Evaluation 1 (5th-9th November 2012). Processed 728 files in 3 days, 21 hours and 17 minutes = 5597 minutes, which is 5597/728 = 7.7 minutes pr. file in average. The number of files which returned Failure (original and migrated different) is 3 in 728 or 0.412 % of the files. It turns out that these "false negatives" may not be false negatives after all, but actually migration errors that were caught. The actual migration was done with ffmpeg version 0.10, and can be re-created using this version, but it does not happen with ffmpeg versions >= 1.0.

February 2012

The testbed dataset Danish Radio broadcasts, mp3 which is the basis of issue IS21 Migration of mp3 to wav consists of two hour mp3 files (average file size: 118Mb). When these two hour files are migrated to WAV, we get an average file size around 1.4Gb. In February 2012 the migrationQA workflow did not scale nicely to these two hour sound files, but we have run a test on a file cut to 12Mb (about a tenth of the original size) using dd. The Mp3 to Wav Migrate Validate Compare Workflow (see SO4 Audio mp3 to wav Migration and QA Workflow) used only 34 seconds on the cut file. The migration and the file format validation were successful, but the property comparison reported that the files were not 'close enough'. The reason for this is that cutting the file does not change the header information, so the duration of the original cut file is supposedly 2 hours, 2 minutes and 5.23 seconds, while the duration of the migrated file is 13 minutes and 6.38 seconds.

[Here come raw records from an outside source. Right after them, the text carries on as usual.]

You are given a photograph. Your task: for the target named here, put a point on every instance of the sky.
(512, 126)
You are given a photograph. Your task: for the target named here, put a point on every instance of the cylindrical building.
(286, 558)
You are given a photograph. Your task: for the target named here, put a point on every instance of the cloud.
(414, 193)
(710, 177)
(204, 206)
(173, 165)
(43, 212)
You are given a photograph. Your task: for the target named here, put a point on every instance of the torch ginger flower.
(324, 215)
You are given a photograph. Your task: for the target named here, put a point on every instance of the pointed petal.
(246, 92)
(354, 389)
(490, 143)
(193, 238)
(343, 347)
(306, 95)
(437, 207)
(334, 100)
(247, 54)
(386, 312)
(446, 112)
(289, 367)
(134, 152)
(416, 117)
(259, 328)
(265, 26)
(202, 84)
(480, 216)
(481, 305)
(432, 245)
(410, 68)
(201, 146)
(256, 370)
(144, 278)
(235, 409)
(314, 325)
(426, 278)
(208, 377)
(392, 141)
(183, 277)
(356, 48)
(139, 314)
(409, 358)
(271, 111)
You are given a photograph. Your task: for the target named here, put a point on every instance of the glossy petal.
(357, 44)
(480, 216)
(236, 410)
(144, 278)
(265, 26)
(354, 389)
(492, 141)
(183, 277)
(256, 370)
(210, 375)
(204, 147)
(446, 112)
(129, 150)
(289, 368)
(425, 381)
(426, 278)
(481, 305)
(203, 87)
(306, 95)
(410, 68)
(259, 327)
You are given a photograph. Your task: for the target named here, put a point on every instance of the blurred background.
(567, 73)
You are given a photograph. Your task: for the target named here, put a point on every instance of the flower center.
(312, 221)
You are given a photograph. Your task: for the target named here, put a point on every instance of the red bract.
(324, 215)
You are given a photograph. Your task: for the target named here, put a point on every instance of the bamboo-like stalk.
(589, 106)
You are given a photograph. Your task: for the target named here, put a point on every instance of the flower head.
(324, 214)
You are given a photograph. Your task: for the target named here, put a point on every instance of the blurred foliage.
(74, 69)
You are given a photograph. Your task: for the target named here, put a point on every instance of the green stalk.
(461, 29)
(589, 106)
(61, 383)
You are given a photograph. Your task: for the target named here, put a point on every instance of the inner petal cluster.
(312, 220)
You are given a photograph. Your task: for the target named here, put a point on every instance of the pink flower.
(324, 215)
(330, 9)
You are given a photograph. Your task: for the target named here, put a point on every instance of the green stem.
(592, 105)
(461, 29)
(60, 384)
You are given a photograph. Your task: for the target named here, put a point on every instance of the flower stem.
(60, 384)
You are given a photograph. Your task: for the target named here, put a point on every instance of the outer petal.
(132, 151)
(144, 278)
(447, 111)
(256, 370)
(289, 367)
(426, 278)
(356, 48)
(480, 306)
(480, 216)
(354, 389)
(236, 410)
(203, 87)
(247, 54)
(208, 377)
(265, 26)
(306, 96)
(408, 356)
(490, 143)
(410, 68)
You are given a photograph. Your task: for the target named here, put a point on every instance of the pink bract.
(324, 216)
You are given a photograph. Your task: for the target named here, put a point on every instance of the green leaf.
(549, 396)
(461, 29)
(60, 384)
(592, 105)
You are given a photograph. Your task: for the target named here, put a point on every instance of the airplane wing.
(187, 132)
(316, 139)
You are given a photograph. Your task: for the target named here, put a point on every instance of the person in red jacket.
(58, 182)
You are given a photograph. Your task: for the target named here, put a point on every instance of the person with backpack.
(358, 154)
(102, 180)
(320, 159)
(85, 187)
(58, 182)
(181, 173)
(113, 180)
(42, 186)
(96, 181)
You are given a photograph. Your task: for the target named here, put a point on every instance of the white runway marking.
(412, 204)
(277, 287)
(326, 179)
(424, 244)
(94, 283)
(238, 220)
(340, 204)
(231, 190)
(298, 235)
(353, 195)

Playing the original cut mp3 using the MPG321 Play mp3 to Wav SCAPE Web Service Workflow (see SO4 Audio mp3 to wav Migration and QA Workflow) used 11.7 seconds. The migrationQA SCAPE Web Service Wav File Comparison Workflow took 1.4 minutes. The result was also negative, but an inspection of the output showed that only the last chunk differed, which probably means that FFmpeg and MPG321 handled the cut off differently.